Phase 2: Training Data Loading

Storage hierarchy:
  NFS (~50ms/read) -> Scratch/GPFS (~5ms/read) -> TMPDIR/local SSD (~0.1ms/read)
  (staged by _preamble.sh before training starts)

+---------------------------------------------------------------------+
|                     TRAINING LOOP (per epoch)                       |
|                                                                     |
|  1. torch.load(data_train.pt, mmap=True)                           |
|     Memory-mapped tensors, pages fault on access.                   |
|     Done ONCE at setup(), not per epoch.                            |
|                                                                     |
|  2. Train/val split -- torch.randperm(seed=seed)                   |
|     val_fraction=0.2 default (configurable).

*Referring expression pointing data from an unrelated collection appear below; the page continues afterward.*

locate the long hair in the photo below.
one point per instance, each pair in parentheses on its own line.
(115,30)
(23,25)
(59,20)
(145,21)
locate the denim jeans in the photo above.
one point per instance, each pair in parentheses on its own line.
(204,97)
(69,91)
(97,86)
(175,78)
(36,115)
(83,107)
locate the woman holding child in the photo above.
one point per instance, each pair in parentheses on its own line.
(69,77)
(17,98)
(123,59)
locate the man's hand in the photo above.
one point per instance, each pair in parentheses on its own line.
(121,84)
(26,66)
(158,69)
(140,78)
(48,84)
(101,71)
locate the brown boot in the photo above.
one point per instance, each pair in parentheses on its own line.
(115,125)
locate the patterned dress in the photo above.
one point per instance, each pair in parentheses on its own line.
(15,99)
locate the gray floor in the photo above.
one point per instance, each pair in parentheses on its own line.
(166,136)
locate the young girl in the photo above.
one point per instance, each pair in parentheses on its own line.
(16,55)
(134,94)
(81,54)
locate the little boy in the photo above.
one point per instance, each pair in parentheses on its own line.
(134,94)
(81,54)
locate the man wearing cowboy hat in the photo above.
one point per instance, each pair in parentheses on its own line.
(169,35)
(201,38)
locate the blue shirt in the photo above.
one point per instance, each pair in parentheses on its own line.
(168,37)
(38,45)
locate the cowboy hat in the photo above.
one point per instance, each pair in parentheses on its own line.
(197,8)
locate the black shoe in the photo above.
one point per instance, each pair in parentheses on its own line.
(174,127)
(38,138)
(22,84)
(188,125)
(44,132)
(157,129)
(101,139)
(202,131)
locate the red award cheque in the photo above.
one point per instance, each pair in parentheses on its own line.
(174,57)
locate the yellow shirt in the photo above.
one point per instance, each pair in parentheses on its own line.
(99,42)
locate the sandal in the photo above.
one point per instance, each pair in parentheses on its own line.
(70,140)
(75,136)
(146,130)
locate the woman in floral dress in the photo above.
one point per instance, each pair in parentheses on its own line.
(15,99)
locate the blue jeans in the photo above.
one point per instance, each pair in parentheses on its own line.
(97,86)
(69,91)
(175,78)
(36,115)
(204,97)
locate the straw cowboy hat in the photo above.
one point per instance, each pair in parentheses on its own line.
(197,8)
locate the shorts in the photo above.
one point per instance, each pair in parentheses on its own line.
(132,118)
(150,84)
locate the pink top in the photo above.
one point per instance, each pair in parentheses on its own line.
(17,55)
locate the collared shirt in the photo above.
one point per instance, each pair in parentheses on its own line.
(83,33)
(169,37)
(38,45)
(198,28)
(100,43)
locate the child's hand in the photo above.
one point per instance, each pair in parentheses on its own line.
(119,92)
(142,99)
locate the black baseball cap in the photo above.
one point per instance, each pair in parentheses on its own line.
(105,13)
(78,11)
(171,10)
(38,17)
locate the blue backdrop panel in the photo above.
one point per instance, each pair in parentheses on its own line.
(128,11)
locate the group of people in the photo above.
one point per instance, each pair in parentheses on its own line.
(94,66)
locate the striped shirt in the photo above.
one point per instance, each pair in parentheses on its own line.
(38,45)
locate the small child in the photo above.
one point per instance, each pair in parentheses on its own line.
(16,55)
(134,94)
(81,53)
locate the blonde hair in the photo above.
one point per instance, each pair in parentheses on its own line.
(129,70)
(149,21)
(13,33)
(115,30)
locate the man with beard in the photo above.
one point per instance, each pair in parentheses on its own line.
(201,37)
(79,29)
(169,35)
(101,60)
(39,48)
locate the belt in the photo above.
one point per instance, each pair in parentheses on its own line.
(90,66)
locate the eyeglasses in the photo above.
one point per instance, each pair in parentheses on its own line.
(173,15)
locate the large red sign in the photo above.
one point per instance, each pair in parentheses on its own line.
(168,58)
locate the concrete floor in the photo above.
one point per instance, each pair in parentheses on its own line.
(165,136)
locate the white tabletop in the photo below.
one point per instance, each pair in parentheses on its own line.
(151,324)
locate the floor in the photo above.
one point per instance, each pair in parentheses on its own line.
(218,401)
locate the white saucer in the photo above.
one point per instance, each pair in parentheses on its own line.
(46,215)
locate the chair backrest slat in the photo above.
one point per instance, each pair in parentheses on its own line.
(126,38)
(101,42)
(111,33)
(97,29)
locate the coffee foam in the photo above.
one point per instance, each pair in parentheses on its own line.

Done ONCE.            |
|                                                                     |
|  3. PRE-BATCHED STANDARD PATH (dynamic_batching=True)              |
|     First train_dataloader() call only:                             |
|       a) node_budget() probes VRAM -> max nodes per batch           |
|       b) NodeBudgetBatchSampler plans all batches deterministically |
|       c) Batch.from_data_list() collates all batches upfront        |
|     Subsequent epochs: shuffle batch ORDER only, no re-collation    |
|     num_workers=0 -- each __getitem__ is O(1) Batch.clone()         |
|                                                                     |
|  4. Val/test loaders: _build_loader() with NodeBudgetBatchSampler  |
|     + PyG DataLoader, num_workers auto-sized via autosize_workers() |
|     Wrapped in PrefetchLoader for async H2D when GPU available.     |
|                                                                     |
|  5. batch.to(device, non_blocking=True) -- async DMA (~1-2ms)      |
|     (PrefetchLoader issues this via CUDA stream)                    |
|                                                                     |
|  6. GPU forward + backward                                         |
|     VGAE: ~10ms  |  GAT: ~25ms                                     |
|                                                                     |
|  WRITES: MLflowTrainingCallback (per-epoch metrics, peak VRAM),     |
|          ModelCheckpoint (best/last ckpts + SHA256 sidecar)         |
+---------------------------------------------------------------------+

CURRICULUM PATH (sampler="curriculum"):
  setup(): score normal-class graphs via VGAE, bucket into K difficulty tiers.
  first train_dataloader(): pre-batch each tier + attack tier.
  CurriculumEpochCallback: selects active tiers each epoch (O(1) tier swap).
  Also num_workers=0 -- same pre-batched O(1) clone pattern.

Sampler: NodeBudgetBatchSampler

Replaces PyG's DynamicBatchSampler. Reads num_nodes_per_graph derived from cache slice offsets at zero I/O cost -- avoids 50K mmap'd Data reconstructions per epoch on large datasets. With shuffle=True, uses bucket shuffle (sort by size -> chunk into buckets -> shuffle bucket order + within-bucket), keeping batch-to-batch size variance low for VRAM allocator stability.

make_graph_loader (sampler.py:28) is the single factory for all loaders: sets spawn multiprocessing context, persistent_workers, and file_system sharing strategy in worker init. Wraps with PrefetchLoader when a GPU device is available.